Rclone: command line tool for managing cloud storage

Contents

  1. Overview of package
  2. Overview of package
    1. General usage
  3. Availability of package by cluster
  4. Configuring rclone for a storage backend
    1. Configuring rclone for Box
    2. Configuring rclone for Google Drive
  5. Using rclone

Overview of package

General information about package
Package: Rclone
Description: command line tool for managing cloud storage
For more information: https://rclone.org/
Categories:
License: OpenSource (MIT)

General usage information

Sometimes called the \"The Swiss army knife of cloud storage\", Rclone is a command line program to manage files on cloud storage. It is a feature rich alternative to cloud vendors' web storage interfaces. Over 40 cloud storage products support rclone including S3 object stores, business and consumer file storage services, as well as standard transfer protocols.

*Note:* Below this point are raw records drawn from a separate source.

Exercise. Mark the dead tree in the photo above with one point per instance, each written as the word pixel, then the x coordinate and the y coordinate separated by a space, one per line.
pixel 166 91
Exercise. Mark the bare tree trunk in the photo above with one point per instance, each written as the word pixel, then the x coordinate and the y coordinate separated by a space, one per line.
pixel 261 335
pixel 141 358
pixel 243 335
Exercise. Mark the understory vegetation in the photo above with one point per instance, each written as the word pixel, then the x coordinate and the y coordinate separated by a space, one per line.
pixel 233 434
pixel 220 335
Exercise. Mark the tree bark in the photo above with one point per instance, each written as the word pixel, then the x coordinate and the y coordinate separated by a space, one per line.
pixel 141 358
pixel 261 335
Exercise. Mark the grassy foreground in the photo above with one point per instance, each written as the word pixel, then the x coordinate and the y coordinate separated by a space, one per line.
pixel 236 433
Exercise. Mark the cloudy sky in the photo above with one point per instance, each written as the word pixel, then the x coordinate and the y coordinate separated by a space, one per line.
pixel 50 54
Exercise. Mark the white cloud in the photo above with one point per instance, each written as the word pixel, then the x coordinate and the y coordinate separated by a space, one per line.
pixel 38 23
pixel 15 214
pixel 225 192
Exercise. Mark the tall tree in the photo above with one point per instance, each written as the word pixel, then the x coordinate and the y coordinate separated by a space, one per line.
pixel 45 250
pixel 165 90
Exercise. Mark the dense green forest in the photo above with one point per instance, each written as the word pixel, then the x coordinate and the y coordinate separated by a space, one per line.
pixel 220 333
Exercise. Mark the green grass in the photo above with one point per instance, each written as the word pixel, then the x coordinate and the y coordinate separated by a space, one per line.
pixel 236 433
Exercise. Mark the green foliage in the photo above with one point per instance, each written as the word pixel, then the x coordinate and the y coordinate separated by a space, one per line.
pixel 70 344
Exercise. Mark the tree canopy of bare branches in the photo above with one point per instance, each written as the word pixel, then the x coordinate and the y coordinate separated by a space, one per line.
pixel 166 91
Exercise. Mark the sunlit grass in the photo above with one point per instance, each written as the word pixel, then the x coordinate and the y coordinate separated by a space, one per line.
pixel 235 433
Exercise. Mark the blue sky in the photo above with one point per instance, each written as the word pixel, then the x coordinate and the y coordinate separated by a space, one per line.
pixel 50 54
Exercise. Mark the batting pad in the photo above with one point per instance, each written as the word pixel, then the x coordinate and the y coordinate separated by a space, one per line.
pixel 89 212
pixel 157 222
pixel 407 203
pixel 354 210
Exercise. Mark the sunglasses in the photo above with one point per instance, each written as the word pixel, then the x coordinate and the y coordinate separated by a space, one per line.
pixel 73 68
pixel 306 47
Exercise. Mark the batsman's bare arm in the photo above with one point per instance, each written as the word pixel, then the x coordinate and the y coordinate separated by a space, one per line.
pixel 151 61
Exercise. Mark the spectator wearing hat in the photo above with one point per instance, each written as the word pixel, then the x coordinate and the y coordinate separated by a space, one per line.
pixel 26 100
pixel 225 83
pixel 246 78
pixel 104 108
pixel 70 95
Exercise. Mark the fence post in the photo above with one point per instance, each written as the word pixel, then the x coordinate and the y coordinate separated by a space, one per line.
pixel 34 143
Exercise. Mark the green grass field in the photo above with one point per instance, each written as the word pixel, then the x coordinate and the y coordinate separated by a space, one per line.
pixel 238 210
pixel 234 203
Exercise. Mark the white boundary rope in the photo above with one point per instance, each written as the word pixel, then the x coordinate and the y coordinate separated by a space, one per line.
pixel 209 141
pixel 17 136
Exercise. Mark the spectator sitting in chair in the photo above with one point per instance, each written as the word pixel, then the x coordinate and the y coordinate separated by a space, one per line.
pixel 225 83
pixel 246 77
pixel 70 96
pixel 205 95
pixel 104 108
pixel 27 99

Rclone has powerful cloud equivalents to the unix commands rsync, cp, mv, mount, ls, ncdu, tree, rm, and cat. Its familiar syntax includes shell pipeline support, and --dry-run protection.

This module will add the rclone command to your path.

Before you can effectively start using rclone to copy files or synchronize directories, you need to define one or more remotes which define your storage backends. This is further explained below. These remotes contain information about what Cloud storage provider is being used as well as your authentication and authorization information. This data is stored in your rclone configuration file, normally ~/.config/rclone/rclone.conf.

WARNING
The ~/.config/rclone/rclone.conf file will contain access credentials to your cloud storage. BE SURE TO PROTECT THIS FILE. Rclone will protect it by default, but be sure not to unprotect it. Anyone with read access to this file can access your cloud storage as you. You might want to also consider encrypting this config file with a master password.

When you define a remote, you give it a name of your own choosing, which you use with a colon suffix to refer to files and directories on the associated Cloud storage provider. You can then issue various rclone subcommands to move data back and forth. E.g., if you defined a remote 'gdrive' to access your personal Google Drive, you could use a command like rclone copy ./MyFile.txt gdrive:CopyOfMyFile.txt to copy the local file 'MyFile.txt' to your Google drive as 'CopyOfMyFile.txt'. This is elaborated in the usage section below.

Available versions of the package Rclone, by cluster

This section lists the available versions of the package Rcloneon the different clusters.

Available versions of Rclone on the Deepthought2 cluster (RHEL8)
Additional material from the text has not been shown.